D’une manière générale, la Carotte paraît avoir été beaucoup moins usitée autrefois dans la cuisine qu’elle ne l’est aujourd’hui. Il est vrai que les bonnes races, telles que les Carottes dites « sans cœur », les Carottes à bout obtus, les petites Carottes à forcer, si savoureuses et tendres, sont de création récente.
CAROTTE (XVIe siècle) d’après l’Histoire des plantes de Dalechamps.
Les Romains et surtout les Grecs ont fait peu de cas de cette racine alimentaire, sans doute parce que les pays du Midi ne produisent que des Carottes fibreuses, de qualité médiocre. Ce légume a été surtout cultivé et amélioré dans la zone moyenne de l’Europe. Pourtant Apicius, écrivain culinaire latin du IIIe siècle, donne des recettes pour la préparation du légume nommé Carota (seu pastinaca). Une botte de Carottes est figurée dans une peinture d’Herculanum[280]. Ce sont des racines semblables à celles de notre variété demi-longue pointue mais un peu plus effilées. On croit reconnaître la Carotte dans le fameux capitulaire de Villis, de Charlemagne, sous le nom barbare de Caruitas. Le Pastenaca du même document serait le Panais. Pierre de Crescenzi, agronome italien du XIIIe siècle, cite un Pastinaca rouge qui est certainement la Carotte. Enfin, au XIVe siècle, l’auteur anonyme du Ménagier de Paris, montre que la Carotte était alors un légume vulgaire qui se vendait par bottes pour une minime piécette : « Garroites sont racines rouges que l’on vent ès halles par pongnées, et chascune pongnée un blanc[281]. » C’est, croyons-nous, le plus ancien exemple littéraire du mot français Carotte et il faut avouer qu’il paraît pour la première fois sous une forme plutôt bizarre.
[280] Pitture d’Ercolano, II, p. 52.
[281] Ménagier, t. II, p. 244.
Le Traité sur l’hygiène et les aliments de l’italien Platine (XVe siècle) consacre un chapitre aux « pastenades et cariotes ». Nous reproduisons sa recette culinaire dans le vieux français naïf d’un traducteur du XVIe siècle : « … Si les cariotes sont bien cuites sous les cendres et charbons, les laisser un peu refroidir ; puis les plumer (sic) et nettoyer les cendres, après les mettre par petits morceaux dedans un plat avec sel, huile et vinaigre, et si tu y veux mettre un peu de vin cuit, puis répandre par dessus des épices douces, n’y a rien à manger qui soit plus délectable. »

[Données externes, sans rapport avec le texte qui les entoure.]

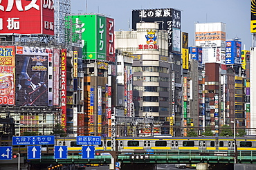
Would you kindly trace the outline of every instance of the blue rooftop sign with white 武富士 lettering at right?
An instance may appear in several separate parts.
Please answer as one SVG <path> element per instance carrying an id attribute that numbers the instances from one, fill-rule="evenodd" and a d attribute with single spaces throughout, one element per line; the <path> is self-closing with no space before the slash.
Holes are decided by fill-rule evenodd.
<path id="1" fill-rule="evenodd" d="M 241 64 L 241 41 L 226 41 L 226 65 Z"/>

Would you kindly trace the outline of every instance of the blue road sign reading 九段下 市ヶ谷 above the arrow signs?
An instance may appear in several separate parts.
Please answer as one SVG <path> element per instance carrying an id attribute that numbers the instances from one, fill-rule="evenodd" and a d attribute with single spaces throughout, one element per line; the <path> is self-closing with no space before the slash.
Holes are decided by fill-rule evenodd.
<path id="1" fill-rule="evenodd" d="M 54 135 L 14 136 L 12 145 L 54 144 Z"/>

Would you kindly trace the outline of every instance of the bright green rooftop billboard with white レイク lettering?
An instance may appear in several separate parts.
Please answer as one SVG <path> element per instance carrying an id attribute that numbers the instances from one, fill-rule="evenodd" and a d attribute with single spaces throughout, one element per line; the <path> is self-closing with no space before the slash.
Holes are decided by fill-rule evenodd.
<path id="1" fill-rule="evenodd" d="M 107 50 L 107 21 L 100 15 L 72 15 L 77 26 L 74 32 L 82 35 L 82 59 L 106 59 Z"/>

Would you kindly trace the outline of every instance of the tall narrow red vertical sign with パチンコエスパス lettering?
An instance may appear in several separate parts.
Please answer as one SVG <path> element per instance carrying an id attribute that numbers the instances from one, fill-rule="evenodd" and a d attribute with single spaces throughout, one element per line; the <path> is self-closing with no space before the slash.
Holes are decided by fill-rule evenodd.
<path id="1" fill-rule="evenodd" d="M 66 49 L 62 49 L 61 51 L 61 107 L 62 107 L 62 127 L 64 131 L 66 131 Z"/>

C’est possible, après tout. Cependant cette préparation sort un peu de nos habitudes culinaires. Au XVIIe siècle, il y a progrès dans la manière d’accommoder ce légume. Pour le Cuisinier françois de La Varenne (1631), la Carotte est un plat de carême. Il donne comme entrées pour le Vendredi-Saint : Carottes rouges frites avec une sauce rousse par-dessus. Carottes blanches fricassées et ailleurs Carottes rouges en rouelles à la sauce blanche. Un autre auteur culinaire prépare les Carottes jaunes au beurre roux de la manière suivante : « Estant boüillies, coupez-les par tranches et les fricassez en beurre roux ; assaisonnez de sel, poivre, fines herbes, un peu de farine frite et vinaigre »[282].

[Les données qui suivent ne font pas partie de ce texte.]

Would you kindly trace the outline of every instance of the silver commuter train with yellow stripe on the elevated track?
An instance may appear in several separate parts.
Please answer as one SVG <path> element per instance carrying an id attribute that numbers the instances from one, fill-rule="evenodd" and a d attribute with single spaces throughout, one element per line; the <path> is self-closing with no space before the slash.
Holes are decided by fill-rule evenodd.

[282] P. de Lune, Le nouveau et parfaict Cuisinier (1680), p. 347.
Jusqu’ici on ne voit pas que la Carotte fût très recherchée. Ce sont, paraît-il, les fameux « petits soupers » du Régent qui auraient, sous Louis XV, mis ce légume à la mode. Puis le premier Empire, brillante époque pour la gastronomie, continua la vogue de la Carotte, servie désormais plutôt avec les viandes.